論文 参考訳(メタデータ) (2022-10-01T21:35:11Z) - 3D Object Detection from Images for Autonomous Driving: A Survey [68.33502122185813]
画像から3Dオブジェクトを検出することは、自動運転の基本的かつ困難な問題の一つだ。
この問題を2015年から2021年にかけて200以上の研究が行われ、理論、アルゴリズム、応用の幅広い範囲で研究されている。
我々は,この新奇で継続的な研究分野を包括的に調査し,画像に基づく3D検出に最もよく使用されるパイプラインを要約する。
論文 参考訳(メタデータ) (2022-02-07T07:12:24Z) - Neural Fields in Visual Computing and Beyond [54.950885364735804]
機械学習の最近の進歩は、座標ベースニューラルネットワークを用いた視覚コンピューティング問題の解決への関心が高まっている。
ニューラルネットワークは、3D形状と画像の合成、人体のアニメーション、3D再構成、ポーズ推定に成功している。

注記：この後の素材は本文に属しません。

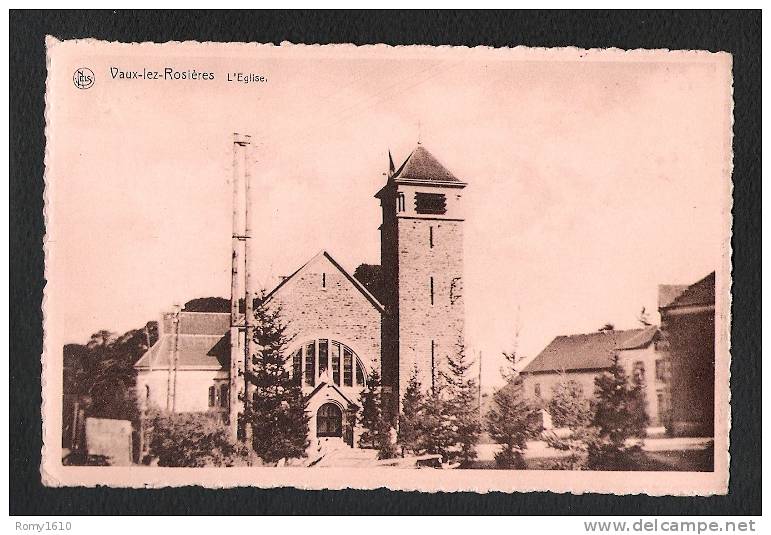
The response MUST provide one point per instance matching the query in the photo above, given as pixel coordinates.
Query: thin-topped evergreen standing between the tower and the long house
(512, 419)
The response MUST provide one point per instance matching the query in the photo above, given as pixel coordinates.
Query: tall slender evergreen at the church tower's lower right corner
(461, 402)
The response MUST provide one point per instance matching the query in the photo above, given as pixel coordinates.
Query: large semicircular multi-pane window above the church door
(323, 356)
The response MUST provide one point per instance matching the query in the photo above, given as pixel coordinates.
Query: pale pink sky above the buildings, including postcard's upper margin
(592, 176)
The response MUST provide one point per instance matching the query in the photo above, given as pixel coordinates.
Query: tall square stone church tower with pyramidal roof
(422, 262)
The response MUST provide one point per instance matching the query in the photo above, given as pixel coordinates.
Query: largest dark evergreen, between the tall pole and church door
(276, 411)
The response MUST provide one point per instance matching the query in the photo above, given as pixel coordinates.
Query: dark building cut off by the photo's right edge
(688, 343)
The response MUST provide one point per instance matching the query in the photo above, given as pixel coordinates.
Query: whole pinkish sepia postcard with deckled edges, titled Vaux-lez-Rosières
(425, 268)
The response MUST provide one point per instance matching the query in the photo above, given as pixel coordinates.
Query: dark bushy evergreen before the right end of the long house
(619, 415)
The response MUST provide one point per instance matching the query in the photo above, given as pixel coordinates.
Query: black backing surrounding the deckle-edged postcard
(738, 32)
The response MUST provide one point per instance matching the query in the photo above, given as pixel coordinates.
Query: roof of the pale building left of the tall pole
(203, 342)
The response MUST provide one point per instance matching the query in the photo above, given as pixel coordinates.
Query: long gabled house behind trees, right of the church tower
(582, 357)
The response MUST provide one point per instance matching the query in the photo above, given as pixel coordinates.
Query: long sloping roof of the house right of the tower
(590, 351)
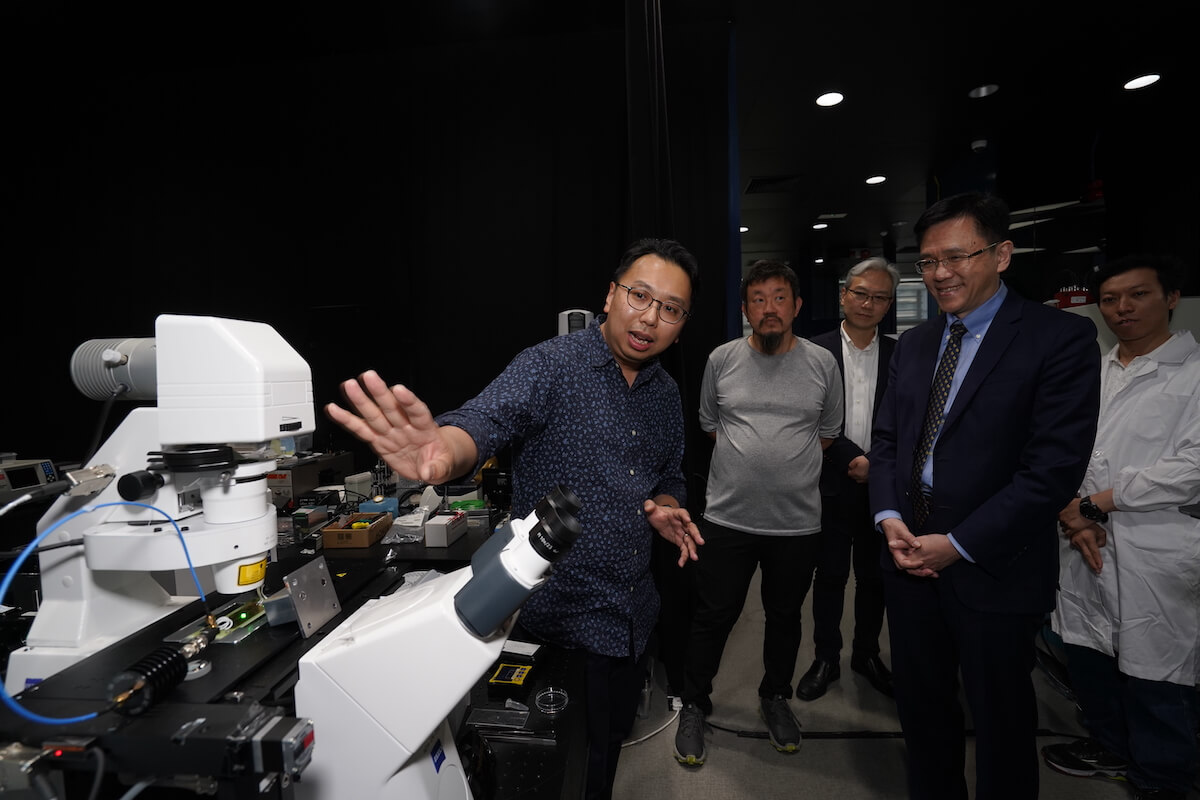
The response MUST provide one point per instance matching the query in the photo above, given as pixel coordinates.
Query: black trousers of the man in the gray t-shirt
(722, 580)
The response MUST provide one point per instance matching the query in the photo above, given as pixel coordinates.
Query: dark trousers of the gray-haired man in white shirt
(848, 537)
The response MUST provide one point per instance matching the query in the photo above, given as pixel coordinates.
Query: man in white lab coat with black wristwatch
(1129, 610)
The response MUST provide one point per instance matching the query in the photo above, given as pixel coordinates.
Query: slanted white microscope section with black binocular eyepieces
(381, 687)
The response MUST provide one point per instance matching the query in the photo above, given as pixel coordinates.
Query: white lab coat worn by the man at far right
(1144, 607)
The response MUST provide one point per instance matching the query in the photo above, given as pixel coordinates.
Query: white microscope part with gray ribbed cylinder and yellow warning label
(231, 395)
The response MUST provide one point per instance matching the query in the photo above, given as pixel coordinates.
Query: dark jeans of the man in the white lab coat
(1151, 724)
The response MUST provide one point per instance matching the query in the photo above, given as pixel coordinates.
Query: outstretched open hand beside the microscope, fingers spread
(401, 431)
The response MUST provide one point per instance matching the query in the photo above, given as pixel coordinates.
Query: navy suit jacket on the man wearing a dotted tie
(1011, 455)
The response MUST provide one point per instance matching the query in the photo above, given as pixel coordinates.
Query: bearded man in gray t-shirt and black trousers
(772, 404)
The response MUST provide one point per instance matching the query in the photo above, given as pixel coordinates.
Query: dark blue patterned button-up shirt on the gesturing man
(574, 420)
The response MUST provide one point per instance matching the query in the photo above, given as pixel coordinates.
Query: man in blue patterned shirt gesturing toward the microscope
(595, 412)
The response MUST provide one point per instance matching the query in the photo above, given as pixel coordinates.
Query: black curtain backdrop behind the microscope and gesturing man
(423, 201)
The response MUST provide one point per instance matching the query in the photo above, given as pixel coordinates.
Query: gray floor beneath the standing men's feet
(851, 747)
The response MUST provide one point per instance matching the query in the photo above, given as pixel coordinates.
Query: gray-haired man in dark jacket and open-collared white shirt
(848, 532)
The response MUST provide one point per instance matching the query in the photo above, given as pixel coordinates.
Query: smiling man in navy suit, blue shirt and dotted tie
(969, 501)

本報告は、文脈、数学的基礎、および、ニューラルネットワークに関する文献の広範なレビューを提供する。
論文 参考訳(メタデータ) (2021-11-22T18:57:51Z)
関連論文リストは本サイト内にある論文のタイトル・アブストラクトから自動的に作成しています。
指定された論文の情報です。
本サイトの運営者は本サイト(すべての情報・翻訳含む)の品質を保証せず、本サイト(すべての情報・翻訳含む)を使用して発生したあらゆる結果について一切の責任を負いません。